Although art is territorial, it’s never divisional; it crosses over the branches of art and begets a hybrid of wondrous beauty that spreads through the mind of the beholder and lingers there in alterations, evoking an arch of endless imaginations and a well of inspirations, appealing to our human faculty that is rather physical than metaphysical, sensual than intellectual. It’s a mating of the Senses, a marriage of Reasons perfected in letters or paintings, all in the mastery of stories, colors, and forms begotten by divine madness of artists copulating with a sensation of the flesh in putting a method of expression to its love bed of paper or canvas. Such a love child of arts results in Titan’s riveting masterpiece the ‘Poesie.’

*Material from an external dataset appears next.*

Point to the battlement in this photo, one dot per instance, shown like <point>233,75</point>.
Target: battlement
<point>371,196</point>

Titan (1488-1576), one of the most celebrated artists of the Italian Renaissance, created the ‘Poesie,’ a cycle of 6 mythological paintings inspired by Ovid’s ‘the Metamorphoses,’ stories about famous mythological figures in poetry, which was the very reason that Titan chose it as his subjects. Originally commissioned by Phillip II, the life-sized portrait of whose father Emperor Charles V catapulted Titan to stardom in European courts, the ‘Poesie’ gave him the artistic freedom to experiment with different styles of painting incorporating secular subjects that attracted the welcome attention of intellectually ambitious aristocrats. The ‘Poesie,’ meaning poetry in French, is a hexaptych of human emotions expressed in mythological figures that are all too familiar and universal common to all human creatures. It displays the vagaries of human emotions, ranging from euphoria to anguish, passion to regret, and greed to pain, all the artistry in each of the paintings. Titan wanted to create the visual equivalent of the poetry in which Venus burning in passion for her young object of desire Adonis, Europa ravished by Zeus in a bull’s hide, Actaeon chancing upon Diana’s bath and other divine and mortal beings, such as Danae, Perseus, Andromeda, and Calisto intermingled in sensual pursuits were to be translated by strokes of a brush, plays of colors, and dramas of human feelings and emotions. In fact, it is this Titan’s talent both as a storyteller and a painter that sets him apart from his contemporaries and renders the work immortally enshrined in the atrium of universal arts.

The ‘Poesie’ is currently on display in London’s National Gallery exhibition for the first time in over 4 centuries, following an example of Vatican’s concomitant display of Raphael’s tapestries at the Sistine Chapel. Notwithstanding the thematic and geographic differences, the works of the masters delight the eyes of ours as harbingers of art as artifacts of human civilization consisting of the standard of taste and reason universal in all human creatures as regards the principles of judgment and sentiment common to the eyes and minds of all mankind.